Last night, when opening Rolling Stone on iPad Air, Matt Taibbi story “The $9 Billion Witness: Meet JPMorgan Chase’s Worst Nightmare” surprised and delighted. But I wondered: “What the frak?” Nearly 10 months ago, First Look Media brought on the investigative journalist to launch the second of two magazines. I nearly stopped subscribing to RS, because of his departure—instead going from print to tablet digital during my July renewal.
Matt and First Look are parted, and “The Inside Story of Matt Taibbi’s Departure from First Look Media” is surprisingly good journalism, particularly coming from First Look’s other online magazine, The Intercept. John Cook, Glenn Greenwald, Laura Poitras, and Jeremy Scahill share the byline. Is that sink-or-swim-together journalism? Depending on upper management’s reaction to a story that’s not the least kind.
If the facts are glossed here, I don’t see them, although I detect—and maybe it’s just my rabidly cynical point of view—undertone supporting Matt. When applying the “Who benefits? question, which every journalist should do about everything, The Intercept editors and reporters must deal with the same management structure that couldn’t come to terms with Mr. Taibbi. That’s as much reason to not soften the story as strive to report accurately. Transparency isn’t always what it seems.
BTW, if you don’t recognize any of the four bylines on the story, you really should. The Intercept has put together, at least by name, some remarkably good journalists. To what end, though, I don’t know. In reviewing a sampling of stories on the front page this morning, none offers any real original reporting. What’s the point then, if news consumers can go to (Heaven forgive me!) Huffington Post for essentially the same aggregated content that costs less to produce because the writers aren’t big-name kahunas.

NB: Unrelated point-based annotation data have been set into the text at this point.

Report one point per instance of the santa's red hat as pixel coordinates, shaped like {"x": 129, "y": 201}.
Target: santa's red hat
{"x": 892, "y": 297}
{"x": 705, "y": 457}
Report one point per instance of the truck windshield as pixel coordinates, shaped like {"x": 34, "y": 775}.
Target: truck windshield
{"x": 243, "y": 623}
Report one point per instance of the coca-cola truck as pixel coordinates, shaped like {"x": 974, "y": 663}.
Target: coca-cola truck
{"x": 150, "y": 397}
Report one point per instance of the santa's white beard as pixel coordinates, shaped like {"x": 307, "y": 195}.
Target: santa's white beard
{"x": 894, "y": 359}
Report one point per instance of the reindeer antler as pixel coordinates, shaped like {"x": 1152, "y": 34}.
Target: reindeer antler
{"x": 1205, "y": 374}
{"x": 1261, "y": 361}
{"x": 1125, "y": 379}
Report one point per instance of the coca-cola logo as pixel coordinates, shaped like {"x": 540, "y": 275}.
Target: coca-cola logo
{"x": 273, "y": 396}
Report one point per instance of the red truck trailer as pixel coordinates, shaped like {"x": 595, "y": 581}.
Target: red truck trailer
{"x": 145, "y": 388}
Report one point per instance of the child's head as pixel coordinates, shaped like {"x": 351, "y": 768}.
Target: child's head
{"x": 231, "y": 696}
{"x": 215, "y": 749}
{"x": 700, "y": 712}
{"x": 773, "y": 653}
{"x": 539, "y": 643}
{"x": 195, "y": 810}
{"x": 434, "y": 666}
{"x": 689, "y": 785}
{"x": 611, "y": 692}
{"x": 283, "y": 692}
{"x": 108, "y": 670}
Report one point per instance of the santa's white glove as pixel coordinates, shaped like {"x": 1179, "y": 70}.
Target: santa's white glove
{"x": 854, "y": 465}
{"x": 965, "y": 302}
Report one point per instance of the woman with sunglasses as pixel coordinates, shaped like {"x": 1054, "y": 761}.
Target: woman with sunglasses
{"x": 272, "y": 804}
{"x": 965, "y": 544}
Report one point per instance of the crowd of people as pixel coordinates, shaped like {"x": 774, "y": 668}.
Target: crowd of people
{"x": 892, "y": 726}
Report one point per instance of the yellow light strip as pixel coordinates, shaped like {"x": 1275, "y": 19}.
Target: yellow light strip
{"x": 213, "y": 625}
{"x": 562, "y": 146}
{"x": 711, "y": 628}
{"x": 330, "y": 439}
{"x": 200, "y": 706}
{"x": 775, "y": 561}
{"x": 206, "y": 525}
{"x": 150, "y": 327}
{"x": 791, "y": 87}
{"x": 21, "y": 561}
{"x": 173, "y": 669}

I discuss new ventures like this one in my book Responsible Reporting: Field Guide for Bloggers, Journalists, and Other Online News Gatherers, which will need updating to reflect Matt’s departure. I am skeptical about the future of these well-meaning, venture-capital backed journalist startups, as stated in the book:
Many of the journalists tapped for these new ventures come from the pool of senior staff members laid off from mainstream publications following the September 2008 stock market crash. They were victims of advertising and search engine obsessions before, and the newsonomics are no better—by most measures worse—a half-decade later.
Huffington Post, like other aggregators, feeds off the Google free economy by feeding it aggregated content. My last two posts—”I am NOT an Old School Journalist” and “What is Clickbait?“—will set you straight why the reciprocal relationship strips value from original content, including news.
I can’t help wonder if the journalists hired by First Look for their brilliance and name appeal are just smart enough to flee the ship before it enters stormy waters. Matt Taibbi isn’t the only exit of note. Posted yesterday morning: “John Cook is Leaving The Intercept to Return to Gawker at the End of the Year“. He is editor-in-chief, which makes me wonder about what the departure means.
Gawker is an intriguing amalgamation of new and old media journalism. The publisher’s blogs feed off the fringes of aggregation, while producing lots of original and interesting content. The headlines are tabloid, but the content typically is not clickbait.
What’s interesting to me are the editorial similarities between Gawker sites and The Intercept, which presumably is Cook’s doing. The clean, uncluttered layout pleases the eyes and emphasizes content. Priority goes to text—the story—over art, while minimizing elements that might distract from the headlines. The layout isn’t far removed from other magazine-style web designs, except for the generous white space that allows the eyes to easily find stories in the various quadrants.
To be clear: Magazine-style refers to a common webpage design, not traditional print layout that The Intercept is nothing like. Presentation-style, while arguably different, is reminiscent of Gawker, which is busier and flows down the fold. The Intercept uses more defined quadrants to separate stories.
The Intercept story style is pointed, personal, and provocative—and in my cursory reading is more advocacy journalism, with respect to political reporting. Advocacy journalism presents a point of view, rather than the objective voice, often with a specific readership in mind. This style is quite common among traditional political print pubs, like The American Spectator, where my wife once worked as a graphic designer.
I will spend more time reading The Intercept, if for no other reason than updating my book, which dedicates some space to First Look Media. But in looking over the site today, I like the brash style but, again, wonder what place there is for it in the aggregation universe where we live.
Perhaps you wonder who produces the kind of journalism (mainly long-form or immersive) I consume, and would prefer The Intercept and similar ventures to be like: Mother Jones, ProPublica, Rolling Stone, Vanity Fair, and Vice News.
As for Matt Taibbi, his return to RS is welcomed by at least one reader. If you wonder what The Intercept wrote about his departure, read the story linked in my first paragraph. I am not an aggregator, and any recap wouldn’t adequately capture the content and tone of the four-byline story.